Look a bit more closely and there are signs – admittedly only small signs – that a turning point has been reached. Unemployment in the three months to October rose slightly to 3.7%, while job vacancies over the same period were down by 65,000.
Demand for jobs is holding up better than most economists have been predicting. The 107,000 increase in payrolls last month was more than double the 42,000 expected, for example.
Piecing together what is happening is not easy. The 417,000 days lost to industrial action in October is consistent with workers responding to the rise in inflation to a 40-year high of 11.1% by taking advantage of a tight labour market in pay negotiations.
The idea that the UK is taking a trip back to the 1970s doesn’t fit the facts, however. That’s not just because the number of days lost to strikes remains modest in comparison with the 1970s and 80s, it is also because pay increases are lagging well behind price increases. In the three months to October, both regular and total pay were down by 2.7% on a year earlier once inflation was taken into account.

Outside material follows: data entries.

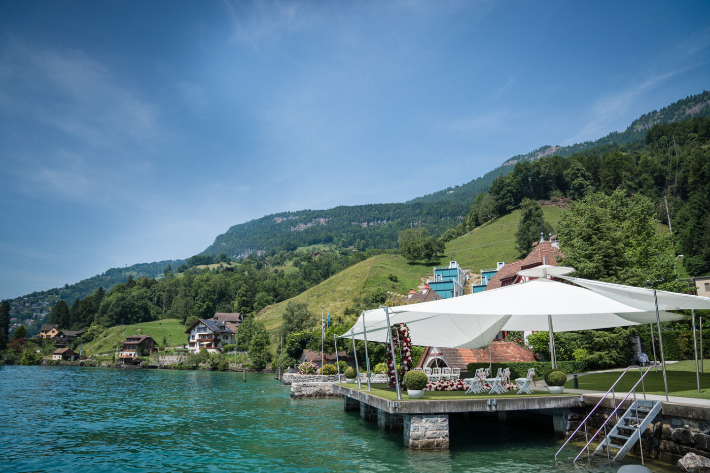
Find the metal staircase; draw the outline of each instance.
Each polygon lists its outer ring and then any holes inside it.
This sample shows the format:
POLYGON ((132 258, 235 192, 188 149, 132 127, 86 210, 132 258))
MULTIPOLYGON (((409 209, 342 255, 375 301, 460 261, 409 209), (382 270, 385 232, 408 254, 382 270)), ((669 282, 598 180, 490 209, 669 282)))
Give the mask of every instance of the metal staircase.
POLYGON ((660 401, 634 401, 591 455, 606 453, 611 457, 610 449, 614 449, 618 452, 610 462, 621 460, 639 440, 640 433, 645 431, 661 408, 660 401))
MULTIPOLYGON (((559 452, 562 451, 562 449, 567 446, 567 445, 577 435, 577 432, 584 427, 584 435, 586 439, 586 445, 584 445, 581 451, 574 457, 573 462, 576 462, 579 457, 586 450, 586 455, 588 457, 591 457, 593 455, 597 454, 606 454, 606 460, 609 464, 611 464, 611 462, 621 460, 624 456, 628 453, 631 447, 635 445, 636 442, 640 443, 641 434, 645 430, 645 429, 650 425, 651 422, 655 418, 656 415, 660 412, 662 405, 660 401, 650 401, 646 399, 646 389, 643 383, 643 378, 645 377, 646 374, 648 374, 649 370, 651 367, 649 367, 645 372, 641 369, 640 367, 637 366, 630 366, 626 368, 621 376, 611 385, 609 390, 601 396, 599 402, 596 404, 596 406, 589 411, 584 420, 581 421, 579 426, 569 435, 567 441, 562 445, 562 447, 557 450, 557 452, 555 454, 555 458, 557 460, 557 455, 559 452), (630 391, 624 396, 621 402, 616 404, 616 397, 615 396, 614 389, 620 381, 624 377, 629 369, 638 368, 640 377, 636 384, 633 385, 630 391), (636 387, 638 384, 641 384, 641 387, 643 390, 643 399, 636 399, 636 387), (601 405, 601 404, 607 399, 609 394, 611 394, 611 400, 613 405, 613 411, 609 415, 604 423, 597 429, 596 432, 591 435, 591 438, 589 437, 588 428, 587 428, 587 421, 591 417, 592 414, 596 411, 597 408, 601 405), (630 406, 623 413, 621 417, 619 418, 619 410, 621 406, 623 406, 624 403, 629 399, 630 397, 633 396, 633 402, 630 406), (611 419, 616 418, 616 423, 613 427, 611 427, 608 424, 611 419), (594 439, 600 433, 604 433, 604 440, 596 447, 593 453, 590 454, 589 445, 594 439), (614 455, 613 459, 611 458, 611 450, 616 450, 616 454, 614 455)), ((623 411, 623 410, 622 410, 623 411)), ((643 449, 641 449, 641 464, 643 464, 643 449)))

The headline figure masks a big difference between the public and private sectors. In the public sector, where employers have only limited flexibility because of the hardline stance being adopted by ministers, earnings growth is running at 2.7%. In the private sector, where employers have more flexibility, it stands at 6.9%. It is no great surprise that industrial action has been concentrated in the public sector, or that hospitals are having difficulty holding on to staff.
The 76,000 drop in inactivity in the three months to October is an indication that people are starting to look for work because they are having trouble making ends meet. The increase in labour supply at a time when labour demand is softening means pay growth is at – or close to – its peak.
There are two reasons for that. The first is that inflation is likely to start heading back down and will fall fast next year. The second is that the latest labour market data will do nothing to dissuade the Bank of England’s monetary policy committee from raising interest rates again on Thursday. The Bank is prepared for unemployment to rise to bring inflation back to target. That process has only just begun.